In 2012, I documented my mom, Terry Abrams, as she became the first woman to complete a Triple Badwater. Let me back up. I come from an ultrarunning family. My grandpa ran, and my mom went nuts with running. I started running at age five and was perfectly content with 5ks, and maybe the occasional marathon. I swore I’d never want to run an ultra, but I love to crew them. In 2012, it was the third time I’d crewed my mom in the desert. Each time she added one more crossing to the mix, and eventually she’d done this epic thing: run 449 miles in Death Valley in July and summit Mt. Whitney twice in the middle of it.
How was I going to be able to tell this story? And then this dumb lightbulb went off in my head. I’ll just run a 100-miler, so I know how she felt. The problem is, my mom makes things look easier than they are. She’s got a mind that will endure pain and all the mental things of an ultra. I didn’t know that was a thing you needed in order to finish. But that’s just one of the many things I would learn as I went.
Without telling anybody, I entered the lottery for the 2013 Wasatch and got in. I had crewed my mom there three times prior, so I was familiar with it. I had seen her finish. I could do it too, right? I finished my first 50k that June, my first 50-miler that July, and headed to Wasatch to nab a 100-miler finish in September.
Needless to say, I DNFed. I got nauseated, and my feet hurt in a way I hadn’t learned to cope with yet. This would happen five more times until I emailed Karl Meltzer and basically spent the next year wasting his time. Then I showed up to my seventh start line at Orcas Island 100 and proceeded to barf all over the island.

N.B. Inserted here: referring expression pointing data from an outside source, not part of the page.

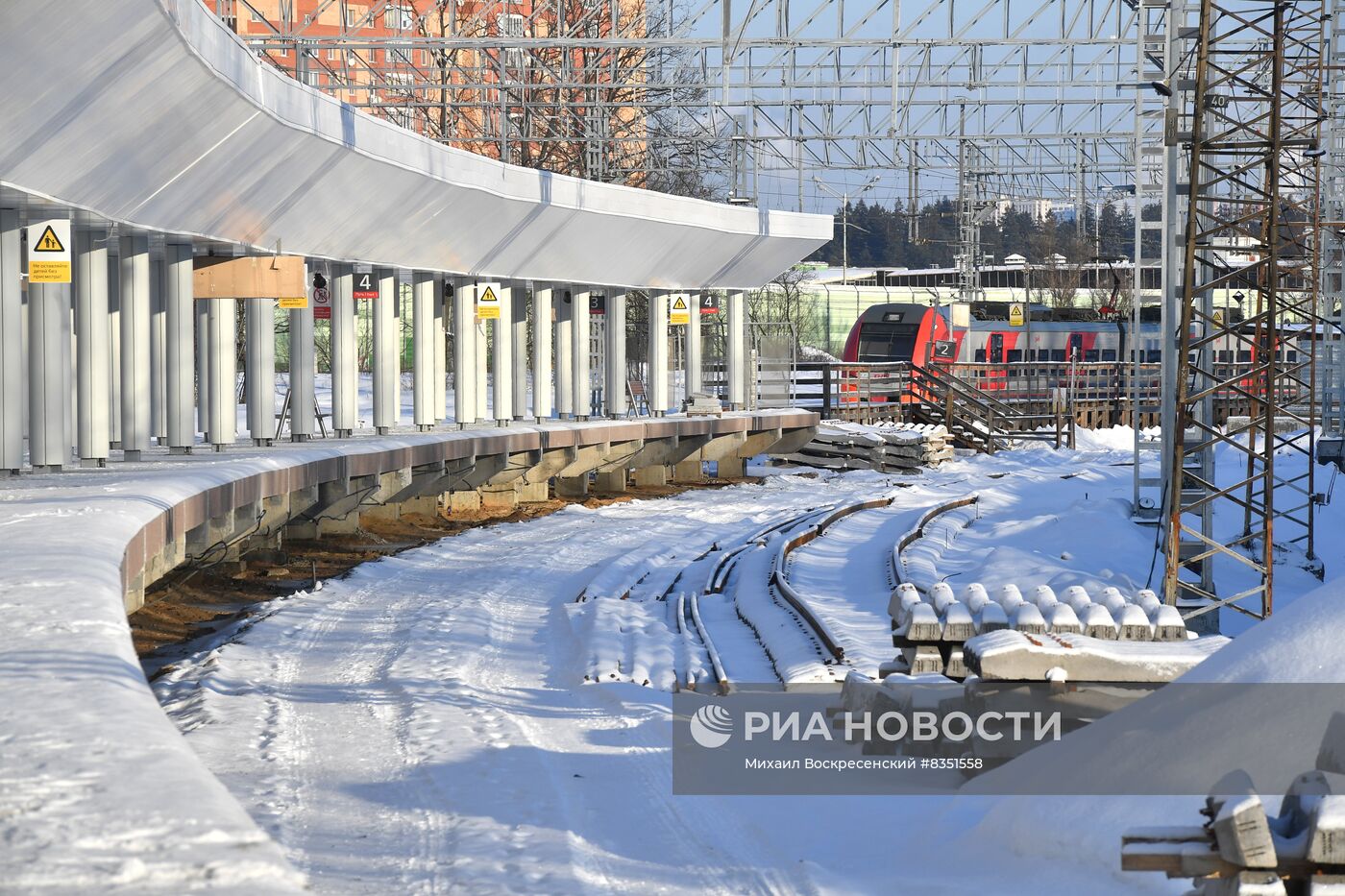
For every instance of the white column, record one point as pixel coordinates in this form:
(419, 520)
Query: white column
(303, 372)
(464, 352)
(158, 351)
(49, 375)
(345, 375)
(615, 386)
(387, 369)
(565, 355)
(134, 345)
(179, 383)
(542, 351)
(656, 388)
(736, 361)
(440, 358)
(695, 375)
(424, 350)
(114, 342)
(202, 315)
(11, 345)
(261, 370)
(483, 378)
(503, 361)
(221, 323)
(518, 351)
(90, 274)
(580, 354)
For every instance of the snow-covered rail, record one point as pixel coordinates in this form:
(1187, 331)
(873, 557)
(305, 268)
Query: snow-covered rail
(81, 549)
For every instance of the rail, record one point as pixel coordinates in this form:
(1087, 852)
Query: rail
(917, 532)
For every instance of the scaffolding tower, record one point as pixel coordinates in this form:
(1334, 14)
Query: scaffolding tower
(1251, 222)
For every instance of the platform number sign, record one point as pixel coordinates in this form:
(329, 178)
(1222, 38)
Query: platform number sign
(365, 285)
(488, 302)
(49, 251)
(679, 309)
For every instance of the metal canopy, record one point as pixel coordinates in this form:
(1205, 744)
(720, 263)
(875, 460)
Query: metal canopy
(151, 113)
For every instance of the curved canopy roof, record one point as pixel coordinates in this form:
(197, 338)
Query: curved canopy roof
(154, 114)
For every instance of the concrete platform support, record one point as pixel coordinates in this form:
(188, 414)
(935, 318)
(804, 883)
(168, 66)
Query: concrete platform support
(261, 370)
(134, 345)
(222, 422)
(730, 469)
(440, 350)
(501, 369)
(423, 350)
(518, 349)
(93, 432)
(11, 345)
(49, 375)
(612, 480)
(345, 375)
(464, 354)
(303, 372)
(580, 354)
(158, 351)
(656, 379)
(542, 351)
(565, 355)
(689, 472)
(387, 369)
(695, 375)
(736, 359)
(651, 476)
(572, 486)
(179, 369)
(615, 386)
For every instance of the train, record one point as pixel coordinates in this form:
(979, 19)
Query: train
(921, 335)
(918, 334)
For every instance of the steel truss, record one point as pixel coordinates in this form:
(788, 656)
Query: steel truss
(1251, 224)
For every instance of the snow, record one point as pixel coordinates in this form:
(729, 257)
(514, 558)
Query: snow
(424, 725)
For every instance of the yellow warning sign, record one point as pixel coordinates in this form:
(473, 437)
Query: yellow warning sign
(488, 303)
(679, 311)
(49, 251)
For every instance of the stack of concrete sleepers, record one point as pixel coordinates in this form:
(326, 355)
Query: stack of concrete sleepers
(932, 628)
(891, 448)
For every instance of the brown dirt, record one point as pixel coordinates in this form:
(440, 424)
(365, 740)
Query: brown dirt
(194, 601)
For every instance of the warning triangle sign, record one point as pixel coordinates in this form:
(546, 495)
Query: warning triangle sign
(49, 241)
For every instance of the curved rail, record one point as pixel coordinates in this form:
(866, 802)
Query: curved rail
(797, 601)
(917, 532)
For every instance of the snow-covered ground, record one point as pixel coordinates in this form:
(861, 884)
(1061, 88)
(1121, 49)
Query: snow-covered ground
(423, 725)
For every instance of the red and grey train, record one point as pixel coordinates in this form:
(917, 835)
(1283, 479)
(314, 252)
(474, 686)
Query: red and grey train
(923, 335)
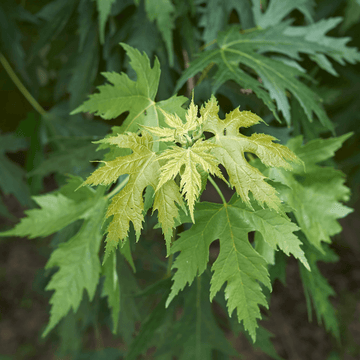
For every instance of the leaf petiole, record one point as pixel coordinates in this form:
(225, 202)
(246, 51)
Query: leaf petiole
(217, 189)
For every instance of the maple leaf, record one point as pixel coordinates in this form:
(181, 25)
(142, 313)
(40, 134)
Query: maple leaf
(277, 75)
(184, 162)
(128, 206)
(315, 195)
(79, 266)
(136, 97)
(77, 258)
(57, 210)
(231, 148)
(183, 133)
(238, 263)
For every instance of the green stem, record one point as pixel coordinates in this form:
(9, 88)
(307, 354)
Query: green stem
(20, 86)
(118, 188)
(217, 189)
(171, 256)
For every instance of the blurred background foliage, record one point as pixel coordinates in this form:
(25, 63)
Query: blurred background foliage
(52, 54)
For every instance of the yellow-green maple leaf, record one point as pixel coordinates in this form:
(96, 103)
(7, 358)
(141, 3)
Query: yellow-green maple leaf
(231, 148)
(143, 170)
(184, 161)
(178, 131)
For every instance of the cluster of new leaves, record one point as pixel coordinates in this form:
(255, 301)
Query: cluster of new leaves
(171, 155)
(194, 154)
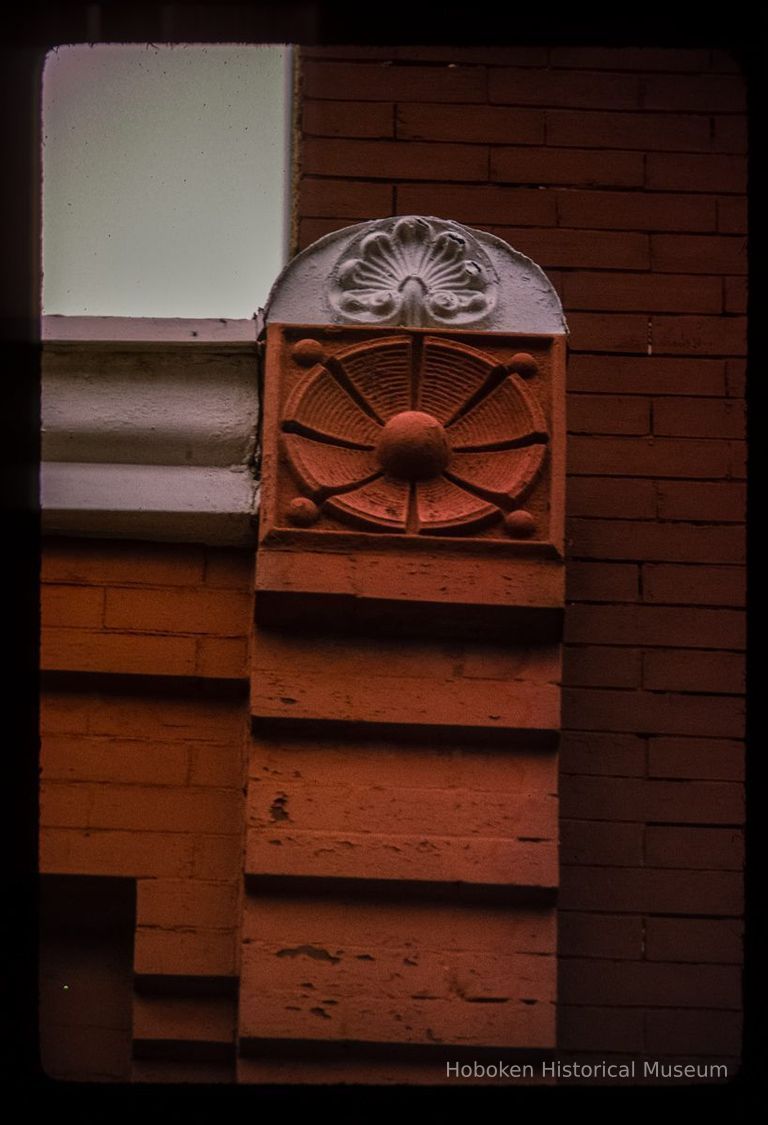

This would begin my Facebook saga. I would develop a pattern of letting everyone know I’m running a 100 miler, followed by the next day of explaining why I dropped out. The emotions would vary, but be a mix of apology/denial/sadness/frustration.
I had developed this “out” with nausea. Granted, I had puked at one or two of these things, but for the most part, I was letting burps and a queasy stomach dictate the entire race. I would come to fear it, but by number 12 I had learned to burp and ignore. What was taking me out time after time was my own dumb brain. I would get frustrated chasing cutoffs or be bummed because I was so far in the back of the pack. In these moments I would rationalize the failure, and by the next aid station I’d either time out or drop out.
Attempts number nine and ten found me back at Mountain Lakes and Rio Del Lago.
After a DNF at Cascade Crest 100 in 2017, I cut Karl loose and tried to sort out what the heck I was doing.But at work, my colleagues had made their own list called, “Didn’t Even Try.” People weren’t seeing me as a quitter even though that’s all I was feeling. They weren’t counting the DNFs – they were counting the multiple times that I toed the start line.
Eventually, my dearest friend Maudie signed up to run the Badger Mountain 100-miler with me. Maudie kept my head in the game so I never went to a place dark enough to make me want to quit. I would say it out loud more out of habit than anything else, but I knew 60 miles in that I was finishing. After 80 miles I was over it, but still wasn’t planning on quitting. I fell apart almost 90 miles in with my blisters splitting open, making every single step the grossest pain you could feel. With 4.5 miles to go, Maudie and I got snippy with each other, and then we got up and over that last little mountain with 35 minutes to spare, finishing in 31 hours and 24 minutes.
How do you thank people for sticking by you for so long? How do you thank people for overlooking the 11 failures and seeing only one success? If there’s anything to take away from this, I’d say: Learn from your mistakes faster. And maybe don’t turn your back on something you want, no matter how many tries it takes.